Drugs in Liver Disease: All You Need To Know
WSAVA/FECAVA/BSAVA World Congress 2012
Lauren A. Trepanier, DVM, PhD, DACVIM, DACVCP
University of Wisconsin - Madison, School of Veterinary Medicine, Madison, WI, USA

Making a Diagnosis

It is important to perform a liver biopsy whenever possible. Specific biopsy findings that can drive therapy include: degree of fibrosis (mild, moderate or severe); predominant inflammatory infiltrates (neutrophils vs. lymphocytes and plasma cells vs. pyogranulomatous); degree of necrosis; presence of cholestasis; and presence of cirrhosis (distortion of architecture by fibrosis and nodular regeneration). The location of inflammation may indicate the underlying source. For example, in portal hepatitis, inflammatory cells (especially neutrophils) are found around portal areas without necrosis or fibrosis. This may indicate inflammation secondary to extrahepatic causes, such as septicaemia, gastrointestinal neoplasia or inflammatory bowel disease. Such cases may not need primary hepatic therapy, but instead, attention to underlying abdominal disease.

When are Antimicrobials Indicated?

Antimicrobials are indicated for active hepatic or biliary infection, ideally based on results of culture of bile or liver. Bile cultures can be obtained from gallbladder aspiration under ultrasound guidance, or from bile fluid obtained at laparotomy. If you perform a biopsy of the liver, always culture the bile, and submit both aerobic and anaerobic samples. Bile may be a more sensitive site to document hepatobiliary infection (versus liver tissue). In almost 250 cases of liver and bile cultures at the University of Wisconsin, 36% of cats had positive bile cultures (14% positive liver) and 28% of dogs had positive bile cultures (5% positive liver). The most common isolates were Escherichia coli, Enterococcus spp., Clostridium spp. and Staphylococcus. The empirical recommended duration is 2–4 weeks of therapy, but this has never been evaluated.

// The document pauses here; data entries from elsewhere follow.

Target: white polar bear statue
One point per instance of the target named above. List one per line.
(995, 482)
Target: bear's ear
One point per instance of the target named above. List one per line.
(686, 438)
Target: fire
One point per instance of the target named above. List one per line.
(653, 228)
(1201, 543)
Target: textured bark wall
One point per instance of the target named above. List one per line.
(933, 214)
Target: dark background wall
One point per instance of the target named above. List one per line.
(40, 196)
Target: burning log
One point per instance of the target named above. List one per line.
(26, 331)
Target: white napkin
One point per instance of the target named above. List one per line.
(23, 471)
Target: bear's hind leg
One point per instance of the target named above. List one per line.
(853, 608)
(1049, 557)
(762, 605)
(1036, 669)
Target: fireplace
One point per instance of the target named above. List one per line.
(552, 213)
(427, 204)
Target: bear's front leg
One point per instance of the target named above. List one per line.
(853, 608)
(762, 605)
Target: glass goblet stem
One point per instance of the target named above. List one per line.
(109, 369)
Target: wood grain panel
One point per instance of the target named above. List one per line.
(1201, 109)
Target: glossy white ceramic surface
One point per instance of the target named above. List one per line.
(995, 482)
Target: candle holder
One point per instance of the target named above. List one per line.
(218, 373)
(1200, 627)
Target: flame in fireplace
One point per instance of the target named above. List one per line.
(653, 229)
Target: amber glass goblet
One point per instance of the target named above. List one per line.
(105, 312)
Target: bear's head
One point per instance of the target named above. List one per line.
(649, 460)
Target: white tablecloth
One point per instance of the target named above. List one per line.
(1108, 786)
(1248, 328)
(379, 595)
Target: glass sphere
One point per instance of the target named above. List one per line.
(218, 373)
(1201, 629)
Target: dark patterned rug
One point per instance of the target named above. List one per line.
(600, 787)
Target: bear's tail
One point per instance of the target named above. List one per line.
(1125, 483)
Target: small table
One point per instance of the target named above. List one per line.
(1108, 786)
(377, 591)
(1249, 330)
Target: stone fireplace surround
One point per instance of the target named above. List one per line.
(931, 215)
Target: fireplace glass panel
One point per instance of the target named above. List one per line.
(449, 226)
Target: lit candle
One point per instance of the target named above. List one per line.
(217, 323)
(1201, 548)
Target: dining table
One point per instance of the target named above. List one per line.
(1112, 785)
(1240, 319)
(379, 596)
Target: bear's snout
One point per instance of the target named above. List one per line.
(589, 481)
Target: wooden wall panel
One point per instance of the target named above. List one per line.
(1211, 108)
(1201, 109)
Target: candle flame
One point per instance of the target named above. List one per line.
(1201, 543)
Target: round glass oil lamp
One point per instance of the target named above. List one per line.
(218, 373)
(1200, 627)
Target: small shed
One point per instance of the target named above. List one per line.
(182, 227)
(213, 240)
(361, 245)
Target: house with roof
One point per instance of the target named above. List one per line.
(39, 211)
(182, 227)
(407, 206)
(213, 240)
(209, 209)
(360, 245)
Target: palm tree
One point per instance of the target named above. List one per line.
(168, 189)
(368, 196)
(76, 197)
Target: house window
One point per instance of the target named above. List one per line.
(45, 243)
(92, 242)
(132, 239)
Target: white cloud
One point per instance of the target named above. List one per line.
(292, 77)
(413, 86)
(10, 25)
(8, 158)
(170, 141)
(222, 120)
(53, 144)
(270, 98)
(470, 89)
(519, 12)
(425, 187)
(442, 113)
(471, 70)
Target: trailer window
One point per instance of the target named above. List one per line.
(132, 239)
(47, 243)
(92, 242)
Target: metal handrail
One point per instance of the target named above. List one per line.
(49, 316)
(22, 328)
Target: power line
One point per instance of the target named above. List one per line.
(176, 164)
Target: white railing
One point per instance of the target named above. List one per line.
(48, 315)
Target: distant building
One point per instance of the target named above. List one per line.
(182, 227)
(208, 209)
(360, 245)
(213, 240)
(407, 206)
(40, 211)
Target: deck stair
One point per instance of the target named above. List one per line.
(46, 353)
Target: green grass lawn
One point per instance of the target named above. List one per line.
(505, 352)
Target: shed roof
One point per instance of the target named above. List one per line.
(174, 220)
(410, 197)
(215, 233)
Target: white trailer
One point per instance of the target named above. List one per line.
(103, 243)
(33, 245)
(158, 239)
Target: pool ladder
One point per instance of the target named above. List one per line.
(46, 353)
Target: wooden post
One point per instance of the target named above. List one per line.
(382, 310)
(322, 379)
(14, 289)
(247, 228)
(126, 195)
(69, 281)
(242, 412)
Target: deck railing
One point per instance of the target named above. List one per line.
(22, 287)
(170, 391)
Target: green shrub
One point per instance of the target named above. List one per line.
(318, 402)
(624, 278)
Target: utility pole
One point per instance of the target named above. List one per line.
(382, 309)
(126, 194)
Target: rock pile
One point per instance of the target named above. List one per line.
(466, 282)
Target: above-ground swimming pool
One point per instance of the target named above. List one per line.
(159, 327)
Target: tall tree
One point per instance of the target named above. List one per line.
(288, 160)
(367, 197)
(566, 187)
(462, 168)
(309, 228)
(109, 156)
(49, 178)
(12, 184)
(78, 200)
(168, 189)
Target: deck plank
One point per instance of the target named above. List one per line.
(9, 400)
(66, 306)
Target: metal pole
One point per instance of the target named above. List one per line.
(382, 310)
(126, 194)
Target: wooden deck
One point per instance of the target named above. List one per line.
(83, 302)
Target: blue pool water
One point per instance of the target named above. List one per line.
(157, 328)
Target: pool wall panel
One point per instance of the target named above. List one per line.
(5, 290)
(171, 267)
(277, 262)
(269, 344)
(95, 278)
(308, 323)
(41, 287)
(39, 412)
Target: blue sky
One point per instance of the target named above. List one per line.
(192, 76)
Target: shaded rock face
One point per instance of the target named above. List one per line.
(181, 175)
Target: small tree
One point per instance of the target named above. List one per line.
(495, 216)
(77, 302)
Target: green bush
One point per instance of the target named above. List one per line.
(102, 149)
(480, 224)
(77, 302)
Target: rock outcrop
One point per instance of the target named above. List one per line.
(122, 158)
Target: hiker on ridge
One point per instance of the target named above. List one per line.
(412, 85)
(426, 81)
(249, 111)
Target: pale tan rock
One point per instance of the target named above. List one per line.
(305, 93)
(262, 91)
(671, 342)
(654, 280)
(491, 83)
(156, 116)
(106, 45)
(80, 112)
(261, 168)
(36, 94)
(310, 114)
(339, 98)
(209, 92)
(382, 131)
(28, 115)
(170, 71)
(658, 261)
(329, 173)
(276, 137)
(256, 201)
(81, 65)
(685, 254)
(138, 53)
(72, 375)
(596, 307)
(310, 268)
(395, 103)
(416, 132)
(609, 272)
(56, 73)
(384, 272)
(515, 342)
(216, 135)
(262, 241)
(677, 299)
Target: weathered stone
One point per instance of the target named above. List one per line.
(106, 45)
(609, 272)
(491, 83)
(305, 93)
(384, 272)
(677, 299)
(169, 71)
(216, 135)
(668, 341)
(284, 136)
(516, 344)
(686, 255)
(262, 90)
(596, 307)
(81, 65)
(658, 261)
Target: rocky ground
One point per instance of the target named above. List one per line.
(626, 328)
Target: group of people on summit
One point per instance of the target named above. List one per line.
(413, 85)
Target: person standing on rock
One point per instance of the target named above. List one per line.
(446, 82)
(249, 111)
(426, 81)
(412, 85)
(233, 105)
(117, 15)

When are Glucocorticoids Indicated?

The rationale for glucocorticoids (anti-inflammatory, anti-fibrotic and choleretic effects) should always be weighed against potential side effects in each patient. Consider glucocorticoids for predominantly lymphocytic-plasmacytic or eosinophilic inflammatory infiltrates on liver biopsy. Glucocorticoids may be used empirically (without biopsy) and with care if the owner refuses biopsy, if progressive increases in alanine aminotransferase (ALT) are noted and if infectious and neoplastic causes have been ruled out with ultrasonography and serologies. They can, however, be associated with severe side effects in the animal with liver disease (see below). Prednisolone is preferred in cats due to apparent poor conversion of prednisone to prednisolone. Budesonide may be less likely to induce serum alkaline phosphatase (ALP) in dogs. It can, however, still cause significant polyuria/polydipsia in some dogs, and leads to adrenal suppression.

Precautions with Glucocorticoids

Glucocorticoids are contraindicated in patients with uncontrolled hepatic encephalopathy, ascites, active gastrointestinal ulceration, hepatic lipidosis and active hepatobiliary infection. Always stabilise patients and treat for encephalopathy and gastrointestinal ulcers before starting glucocorticoids. Add glucocorticoids as a single change (e.g., 2 weeks after other supportive care has been started) and monitor carefully for improvement or decompensation. If ascites is present, substitute dexamethasone (at 1/7 the dose) for prednisone, since dexamethasone has no mineralocorticoid activity.

Immunomodulatory and Antioxidant Therapies

Most recommendations for these agents are extrapolated from experience in humans, and are ideally based on a patient's individual liver biopsy findings.

Ursodiol (ursodeoxycholic acid) is a choleretic bile acid that also reduces hepatocellular injury and fibrosis in humans and animal models. In patients with moderate to severe cholestasis without obstruction, ursodiol is indicated as a choleretic. It is also the drug of choice for primary biliary cirrhosis in humans, which resembles feline cholangitis. Ursodiol is dosed at 10–15 mg/kg/day; tablets can be reformulated for cats and small dogs. Ursodiol should not be used unless bile duct obstruction has been ruled out (based on normal bilirubin or by ultrasonography).

S-adenosyl-methionine (SAMe) is a modified amino acid, important for methylation reactions in the liver and elsewhere. SAMe protects membranes from bile salt damage, and enhances bile excretion from hepatocytes. SAMe is also an indirect precursor of glutathione. SAMe administered to dogs helps to counteract liver glutathione depletion that occurs with liver disease or with corticosteroid administration. There are no controlled clinical trials of efficacy in dogs with naturally occurring liver disease, but SAMe has been shown to prolong survival in alcoholic cirrhosis in humans. Empirical indications include chronic hepatitis or cholangitis with a significant component of necrosis. Recommended dosing is 18–20 mg/kg on an empty stomach, but refer to individual products for exact dosing recommendations. Enteric-coated tablets should not be broken open.

Milk thistle (silymarin) is another hepatoprotective compound, which has been used for hepatic disorders since the time of the ancient Romans. It is thought to scavenge reactive oxygen species, and may have anti-inflammatory effects via inhibition of 5-lipoxygenase. Milk thistle has been shown experimentally to protect dogs against Amanita mushroom hepatotoxicity. Milk thistle may be used in patients with significant inflammation and necrosis on biopsy, in addition to, or instead of, SAMe. The empirical dosage is 1.5–8 mg/kg/day. Product formulation and potency may vary significantly from one manufacturer to another.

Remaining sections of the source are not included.